Door een veranderende instroom ontstaat in veel van die toch al weinig welvarende
wijken een concentratie van kwetsbare huishoudens, stapelen de problemen zich op en
gaat de leefbaarheid achteruit. Er is sprake van meerdere problematieken die samen
komen: lage inkomens, lage opleiding, werkloosheid, meer mensen met gezondheidsklachten
of psychologische problemen, schulden en verslaving. Deze problemen komen in iedere
samenleving voor, maar als deze zich allemaal in dezelfde wijken opstapelen, worden
ze onbeheersbaar. Problemen versterken elkaar en worden daarmee steeds moeilijker
oplosbaar. Dit leidt tot een verminderde mogelijkheid om zorg te dragen voor elkaar
en een afname van de leefbaarheid in deze buurten5.
Deze concentratie van problemen in dezelfde wijken is geen natuurverschijnsel. Voor
een belangrijk deel zijn deze problemen het gevolg van overheidsbeleid. Zo is het
corporaties moeilijk gemaakt om te blijven investeren in hun woningen en buurten;
om te bouwen voor de middenklasse; hebben corporaties door passend toewijzen minder
invloed op de diversiteit van de wijk en wordt bij nieuwbouw te weinig rekening gehouden
met de samenstelling van de wijk en de daarbij behorende voorzieningen. Ook zijn de
Rijksfondsen voor investeringen in de minst sterke wijken afgeschaft, waardoor ze
verder op achterstand zijn gekomen.
De initiatiefnemer vindt dat iedereen zeker moet zijn van een betaalbare en fijne
woning in een prettige wijk. Een wijk waar je je veilig voelt en waar je thuis bent.
2.2. Doel en strekking van de initiatiefnota
De initiatiefnemer maakt zich zorgen over de toenemende woontweedeling in Nederland.

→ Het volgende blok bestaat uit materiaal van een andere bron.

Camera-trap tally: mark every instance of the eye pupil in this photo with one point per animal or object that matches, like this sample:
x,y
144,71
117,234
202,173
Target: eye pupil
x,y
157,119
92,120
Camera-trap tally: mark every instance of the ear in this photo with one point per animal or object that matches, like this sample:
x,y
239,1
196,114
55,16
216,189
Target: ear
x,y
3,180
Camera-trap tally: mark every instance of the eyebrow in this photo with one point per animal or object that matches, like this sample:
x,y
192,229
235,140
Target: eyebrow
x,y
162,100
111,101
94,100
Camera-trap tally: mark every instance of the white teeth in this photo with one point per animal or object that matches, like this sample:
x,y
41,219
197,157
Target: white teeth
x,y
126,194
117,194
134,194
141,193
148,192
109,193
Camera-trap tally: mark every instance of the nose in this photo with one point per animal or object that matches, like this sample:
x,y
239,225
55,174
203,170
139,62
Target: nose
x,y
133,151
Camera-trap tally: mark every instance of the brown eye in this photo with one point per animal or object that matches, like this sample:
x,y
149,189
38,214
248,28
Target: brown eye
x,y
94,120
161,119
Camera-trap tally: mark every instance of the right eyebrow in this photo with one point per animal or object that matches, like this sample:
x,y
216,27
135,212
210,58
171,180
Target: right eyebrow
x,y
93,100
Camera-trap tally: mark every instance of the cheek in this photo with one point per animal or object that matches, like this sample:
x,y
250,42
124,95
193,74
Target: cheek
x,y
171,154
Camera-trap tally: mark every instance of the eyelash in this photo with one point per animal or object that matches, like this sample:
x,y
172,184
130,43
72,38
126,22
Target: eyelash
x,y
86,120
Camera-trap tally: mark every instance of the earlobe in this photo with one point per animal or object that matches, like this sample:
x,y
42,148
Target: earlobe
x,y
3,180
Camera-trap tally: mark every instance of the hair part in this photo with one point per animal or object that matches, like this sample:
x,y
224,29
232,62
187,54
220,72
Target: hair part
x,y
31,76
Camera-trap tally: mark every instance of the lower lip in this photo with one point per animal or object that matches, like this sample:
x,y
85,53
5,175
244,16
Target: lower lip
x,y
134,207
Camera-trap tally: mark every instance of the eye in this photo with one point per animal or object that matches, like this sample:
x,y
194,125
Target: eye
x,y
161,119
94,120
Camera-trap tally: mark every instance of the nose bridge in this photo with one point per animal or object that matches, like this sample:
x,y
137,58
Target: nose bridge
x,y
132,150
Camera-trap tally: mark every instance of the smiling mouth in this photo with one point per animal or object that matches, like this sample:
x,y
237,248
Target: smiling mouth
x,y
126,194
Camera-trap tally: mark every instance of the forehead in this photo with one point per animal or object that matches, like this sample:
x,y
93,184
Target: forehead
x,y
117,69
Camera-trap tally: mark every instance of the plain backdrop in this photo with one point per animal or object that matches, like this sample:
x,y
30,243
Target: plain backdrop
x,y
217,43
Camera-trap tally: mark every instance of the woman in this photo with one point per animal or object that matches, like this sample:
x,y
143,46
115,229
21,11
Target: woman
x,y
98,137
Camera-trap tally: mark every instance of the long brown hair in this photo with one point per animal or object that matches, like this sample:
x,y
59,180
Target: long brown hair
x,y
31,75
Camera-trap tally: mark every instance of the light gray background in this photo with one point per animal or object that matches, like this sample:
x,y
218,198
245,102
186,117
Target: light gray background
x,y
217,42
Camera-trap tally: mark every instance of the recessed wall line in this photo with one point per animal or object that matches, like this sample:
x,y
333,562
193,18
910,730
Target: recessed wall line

Nederland kent van oudsher gemengde wijken en huizen van gemiddeld goede kwaliteit,
zeker in vergelijking met het buitenland. Banlieus komen hier (nog) niet voor. Steden
zijn, zeker internationaal bezien, redelijk gemengd. Rijkenenclaves, «Gated communities»
zoals in de Verenigde Staten, bestaan hier nog niet. Dat is een groot goed, maar dat
gaat niet vanzelf.
De initiatiefnemer wil een lans breken voor meer investeringen in en aandacht voor
het belang van gemengde steden en buurten. Het is een Nederlandse kracht die onder
druk staat en bescherming verdient.
Wijken en buurten verloederen. Problemen stapelen zich verder op. Gettovorming dreigt.
En aan de andere kant nemen beleggers onze steden over, komen starters er niet tussen
en zijn onze binnensteden inmiddels voor gewone mensen onbetaalbaar geworden.
De initiatiefnemer ziet graag een land waarin buren elkaar kennen en waar rijk en
arm, hoog- en laagopgeleid, oorspronkelijke Nederlander en Nederlander met een migratie-achtergrond
met elkaar wonen. Waar de sociale cohesie niet afhangt van een enkele vrijwilliger.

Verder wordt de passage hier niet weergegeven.